Yep, of course... we are all just 'Lefty Woke Virtue Signallers' I mean, if the revered likes of Jones, Bolt & Kelly think it's all bunkum then who are we to question it...

I repeat, don't like the discussion.. don't join in... scroll on past.. yet here you are

Outcast
09-01-2020, 07:45 AM
Oh please!!

Outcast
09-01-2020, 07:57 AM
Barry, I never questioned the data you presented.. I questioned the manner in which you present it & the fact that you seem to ignore significant portions of data that don't support your theories...

Someone raises temperature recordings... you shoot it down by citing that one time in history when a higher temp was recorded... but, you ignore trending temperature data showing mean temperature rises in the vicinity of 1 degree globally, as predicted by those 'so called climate scientists'.

I'm neither a Lefty or a Righty... I don't give a rats about your politics & funnily enough, neither does the environment...

My point is, that too often.. well meaning (I'm sure) folk on both sides of this discussion rely on isolated data in a very complex issue to present their side of the argument. Sure, all of the data matters but, it's not a game where you play off one bit of data against another to see who wins...

The data is a whole & together, it paints a picture... at present, not a particulary happy one...

One does not look at a dying garden & point to that one plant that is doing okay & say, well.. all good here then.. that one is alive, clearly no problem!

You talk about decline in CO2 levels... but, we are not in decline... we are on the rise...

https://www.climate.gov/news-features/understanding-climate/climate-change-atmospheric-carbon-dioxide

You cite 150ppm CO2 as being catastrophic & from what I read you are quite correct however, you conversely stay away from the fact that we are currently at a level not seen in the past 800,000 years & showing no signs of slowing down..

It's not what you quote that is flawed, it's what you choose to leave out or ignore...

h0ughy
09-01-2020, 08:21 AM
OK thanks for your thoughts and feelings, however the progenitor of the thread started we are a few neutrinos short of the full quid.

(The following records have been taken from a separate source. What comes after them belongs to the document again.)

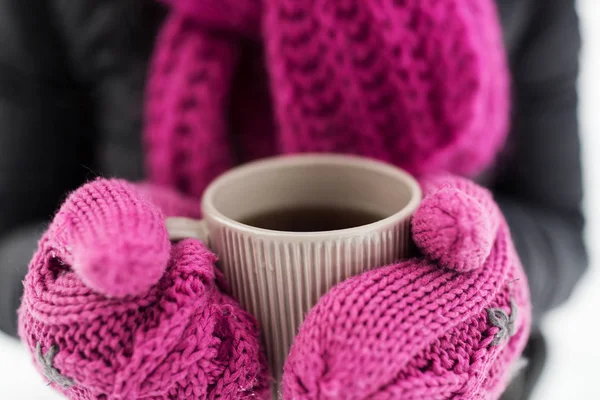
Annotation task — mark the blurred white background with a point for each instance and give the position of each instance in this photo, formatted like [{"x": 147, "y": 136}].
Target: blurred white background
[{"x": 573, "y": 332}]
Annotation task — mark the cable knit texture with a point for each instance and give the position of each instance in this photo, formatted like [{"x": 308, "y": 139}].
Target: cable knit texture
[
  {"x": 421, "y": 329},
  {"x": 112, "y": 310},
  {"x": 422, "y": 84}
]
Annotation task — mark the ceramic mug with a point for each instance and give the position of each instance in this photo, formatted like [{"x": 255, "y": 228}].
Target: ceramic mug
[{"x": 278, "y": 276}]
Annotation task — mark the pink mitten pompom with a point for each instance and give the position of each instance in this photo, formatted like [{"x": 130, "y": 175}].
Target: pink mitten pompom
[
  {"x": 111, "y": 309},
  {"x": 447, "y": 325}
]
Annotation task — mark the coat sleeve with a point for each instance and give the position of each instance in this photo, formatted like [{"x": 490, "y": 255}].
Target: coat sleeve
[
  {"x": 45, "y": 139},
  {"x": 540, "y": 187}
]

To make it very clear that these threads go off the track too much, so in the future no matter how or who started it, they will be closed and or removed from public view.

There are other areas on the web to discuss it, go there and do so!

If it is determined that there has been deliberate attempt at baiting and inflaming a post, there will be no global warning; that person will receive an immediate 2 month ban to contemplate their climate change action. I repeat there will be no warning as you knew what you were doing.

It seems like the climate has changed.